‘Chances of fresh fiscal incentives to catalyse economic growth are remote'
With no headroom left for yet another fiscal stimulus package to spur economic growth, which tapered down to 6.5 per cent in 2011-12, Finance Minister Pranab Mukherjee, on Monday, sought to pin hopes on declining global crude oil prices and a normal monsoon for a turnaround during the current fiscal.
Addressing top officials at an annual conference of the Income Tax Department here, Mr. Mukherjee said: “We are taking all necessary steps to ensure that we come back to the path of the targeted GDP [gross domestic product] growth. Of course, it will take some time ... but from this year we expect to make a turnaround.''
Even as a GDP growth at 6.5 per cent during 2011-12 is one of the highest globally in the current uncertain economic environment, it marks a slump to a nine-year low from a robust 8.4 per cent expansion posted for the two previous fiscal years. Alongside, in the absence of any fresh reforms and headroom for fiscal manoeuvring in the wake of high inflation and widening fiscal and current account deficit, global financial services firms have also been lowering the country's growth forecast for 2012-13 further to sub-six per cent.

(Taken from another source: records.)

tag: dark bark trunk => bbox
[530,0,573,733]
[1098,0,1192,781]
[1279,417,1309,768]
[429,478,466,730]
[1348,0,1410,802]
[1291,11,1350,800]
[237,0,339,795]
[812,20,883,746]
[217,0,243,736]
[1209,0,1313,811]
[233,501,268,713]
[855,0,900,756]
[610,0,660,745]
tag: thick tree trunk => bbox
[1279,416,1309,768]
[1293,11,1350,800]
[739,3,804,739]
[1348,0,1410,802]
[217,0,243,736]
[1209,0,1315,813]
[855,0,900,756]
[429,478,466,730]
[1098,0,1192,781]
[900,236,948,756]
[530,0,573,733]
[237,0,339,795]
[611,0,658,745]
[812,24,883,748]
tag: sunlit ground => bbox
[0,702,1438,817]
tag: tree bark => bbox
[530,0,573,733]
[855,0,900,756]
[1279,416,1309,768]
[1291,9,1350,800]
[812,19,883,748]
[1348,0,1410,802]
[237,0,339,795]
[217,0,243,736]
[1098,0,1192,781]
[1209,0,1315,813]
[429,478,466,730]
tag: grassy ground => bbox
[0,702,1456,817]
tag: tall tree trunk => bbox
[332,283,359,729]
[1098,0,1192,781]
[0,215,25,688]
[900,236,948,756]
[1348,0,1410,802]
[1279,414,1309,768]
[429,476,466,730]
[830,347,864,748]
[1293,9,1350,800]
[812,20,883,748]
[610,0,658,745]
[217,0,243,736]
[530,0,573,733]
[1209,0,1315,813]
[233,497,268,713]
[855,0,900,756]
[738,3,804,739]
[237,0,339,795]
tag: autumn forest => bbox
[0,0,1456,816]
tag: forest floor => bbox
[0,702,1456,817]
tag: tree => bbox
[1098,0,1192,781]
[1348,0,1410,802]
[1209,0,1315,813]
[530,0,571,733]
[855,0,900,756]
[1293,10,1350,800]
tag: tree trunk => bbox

The Finance Minister conceded that chances of offering fresh fiscal incentives to catalyse economic growth were remote. “The second round of global uncertainty and the slowdown has come rather quickly on the heels of the previous one, with practically no headroom for running a pro-active fiscal policy,” he said.
It may be recalled that while the impact of the global meltdown of 2008 on industry was largely softened by extending stimulus packages worth Rs.1.86 lakh crore in phases, such a cushion is not available to the government this time round as the fiscal deficit is already at a high and adhering to the target of 5.1 per cent of the GDP during the current fiscal may turn out to be difficult. Besides, with the launch of second generation reforms — barring the Direct Taxes Code (DTC) proposed to be rolled out from April 1, 2013 — facing a number of hurdles, the options before the government are limited.
Not surprising, therefore, that the Finance Minister sought to highlight some of the positives in the current gloomy scenario. Mr. Mukerjee pointed out that apart from the fall in crude prices, the interest rate cycle had been reversed, there was growth in the mining sector, turnaround in investment growth rate and there were predictions of a normal monsoon. “All these factors should help in recovery of domestic growth momentum,” he said.
Fall in tax-GDP ratio
Expressing concern over the fall in tax-GDP ratio, Mr. Mukherjee asked the taxmen to work ‘relentlessly' and take up the challenge in their stride and pointing to the direct tax collection target of Rs.5.70 lakh crore for 2012-13 — even as the total collection during 2011-2 at Rs.4.95 lakh crore was a tad lower than the revised target of Rs.5.05 lakh crore. “I do feel this target is moderate and can be achieved … At a general level, there is an urgent need to reverse declining trend in tax-GDP ratio by augmenting collections,” he said, while noting that the ratio which was near 12 per cent in 2007-08, dropped to around 10.5 per cent in 2011-12.
As for roll-out of the DTC, the Finance Minister asked the I-T Department to prepare itself for the switch from the Income Tax Act, 1961, to the new direct tax regime. “I have indicated that the amended Bill will be introduced in Parliament in the monsoon session. I am hoping that the DTC will be effective from April 1, 2013 … All this [the transition] has to be completed in a manner so as to avoid inconvenience to tax payers and also to sustain the revenue buoyancy,” he said.
Black money menace
On the steps taken to curb the black money menace and deal with the unaccounted money stashed abroad by Indians, Mr. Mukherjee said the government was in the process of expanding the network of Income Tax Overseas Units (ITOUs) to collect information on such illicit funds on real time basis.
While the government had commissioned a study on unaccounted income and wealth within and outside the country which is expected to be completed in September, Mr. Mukherjee said it was also examining the report of a committee on ways to strengthen the existing laws against black money. “I hope that these two studies will help in identifying the gaps in the present legislative and administrative framework and shall help us in checking the menace of black money through an effective policy response,” he said.
To review PSBs' performance
Against the backdrop of tough economic conditions, Mr. Mukherjee will review the annual performance of government-run banks and financial institutions on Tuesday.
Mr. Mukherjee will meet chiefs of public sector banks and financial institutions to review their performances.
The review will focus on credit to agriculture, housing and education loans, gross and net non-performing assets (NPAs), according to an official release.